This one was on my “classics” bookshelf and I felt the need to be a little literary. As an honor’s English student in high school and an English major in college, I am no stranger to Shelley’s story but wanted to dust it off and give it another look. I figured it would be interesting to compare how far modern adaptations have strayed from the original, and I was not disappointed though I would maybe like to push Dr. Frankenstein down a flight of stairs. Twice.
The story of the conception of this tale is as interesting as the story itself. In the summer of 1816 Mary Shelley and her husband Percy Bysshe Shelley became the visitors of Lord Byron. (You know, as you do.) During a wet rainy day Byron challenged everyone at his home to write a ghost story, a task Mary took very seriously. “I busied myself to think of a story – a story to rival those which had excited us to task. One which would speak to the mysterious fears of our nature and thrilling horro – one to make the reader dread to look round, to curdle the blood, and quicken the beatings of the heart.”
And did I mention she was 18 at the time? Let’s just let that sink in for a minute. So, Frankenstein is what she came up with, at least the basic story, and she later expounded it into the full story inspiring high school English students today.
As for the story: there’s a guy. He decides to try his hand at creating human life from discarded parts. He succeeds, hilarity ensues. And by “hilarity” I mean “a killing spree.” But the monster of her tale (because Frankenstein is the name of the doctor, not his creation) is not the dumb killing machine we have come to see in film and television, afraid of fire and brainlessly inflicting destruction. No, this monster was ignored and discarded by Dr. Frank and became a murderer only to try to achieve his end: get the doctor’s attention and also motivate the good doctor to create for him a mate. Which ultimately isn’t unreasonable, for one who is shunned by all of mankind including his creator.

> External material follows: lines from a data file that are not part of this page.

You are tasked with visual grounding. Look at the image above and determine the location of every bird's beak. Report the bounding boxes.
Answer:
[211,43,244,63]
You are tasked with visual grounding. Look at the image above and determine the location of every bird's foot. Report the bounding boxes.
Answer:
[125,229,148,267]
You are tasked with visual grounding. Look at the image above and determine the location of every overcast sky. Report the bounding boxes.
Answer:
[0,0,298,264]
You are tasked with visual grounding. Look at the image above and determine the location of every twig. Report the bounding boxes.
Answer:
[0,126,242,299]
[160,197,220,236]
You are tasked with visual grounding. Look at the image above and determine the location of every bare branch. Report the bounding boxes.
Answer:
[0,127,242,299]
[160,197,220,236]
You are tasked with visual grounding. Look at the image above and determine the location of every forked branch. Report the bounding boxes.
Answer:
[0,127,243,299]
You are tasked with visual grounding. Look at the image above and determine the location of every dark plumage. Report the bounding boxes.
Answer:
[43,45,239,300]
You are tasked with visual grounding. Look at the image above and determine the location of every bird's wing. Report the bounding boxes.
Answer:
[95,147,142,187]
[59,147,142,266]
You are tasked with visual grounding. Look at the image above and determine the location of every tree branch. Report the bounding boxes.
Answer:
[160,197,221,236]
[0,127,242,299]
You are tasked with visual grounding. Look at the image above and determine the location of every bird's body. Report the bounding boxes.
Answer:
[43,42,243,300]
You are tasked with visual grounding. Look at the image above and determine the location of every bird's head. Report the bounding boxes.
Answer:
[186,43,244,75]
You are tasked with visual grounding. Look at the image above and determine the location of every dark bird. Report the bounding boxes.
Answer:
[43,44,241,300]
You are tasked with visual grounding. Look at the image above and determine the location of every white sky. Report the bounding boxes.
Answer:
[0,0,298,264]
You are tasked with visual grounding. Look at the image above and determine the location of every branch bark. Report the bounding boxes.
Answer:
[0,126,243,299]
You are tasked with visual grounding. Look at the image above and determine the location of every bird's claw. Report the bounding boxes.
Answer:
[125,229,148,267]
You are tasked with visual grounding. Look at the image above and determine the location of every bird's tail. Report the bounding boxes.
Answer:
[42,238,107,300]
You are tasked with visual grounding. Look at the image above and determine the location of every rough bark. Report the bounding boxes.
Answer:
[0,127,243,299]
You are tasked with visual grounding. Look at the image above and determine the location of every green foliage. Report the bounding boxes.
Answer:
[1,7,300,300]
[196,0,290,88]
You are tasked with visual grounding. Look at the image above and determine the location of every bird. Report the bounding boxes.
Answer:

And what makes me want to push the doc down the stairs? He is useless, whiny, self-centered and wholly unapologetic, and somehow seems ignorant that everything is absolutely positively his fault. When he is fearful that the monster might harm his friends/family, to the point that he follows his friend obsessively, “I felt as if I had committed some great crime, the consciousness of which haunted me.” Um. Yeah. You did, idiot.
The story and the consequences of Frankensteins’s scientific endeavor are as horrifying as Mary Shelley intended and obviously has stood the tests both of time and adaptation. In conclusion, Mary Shelley is a genius I would genuflect to and Dr Frankenstein is the absolute worst.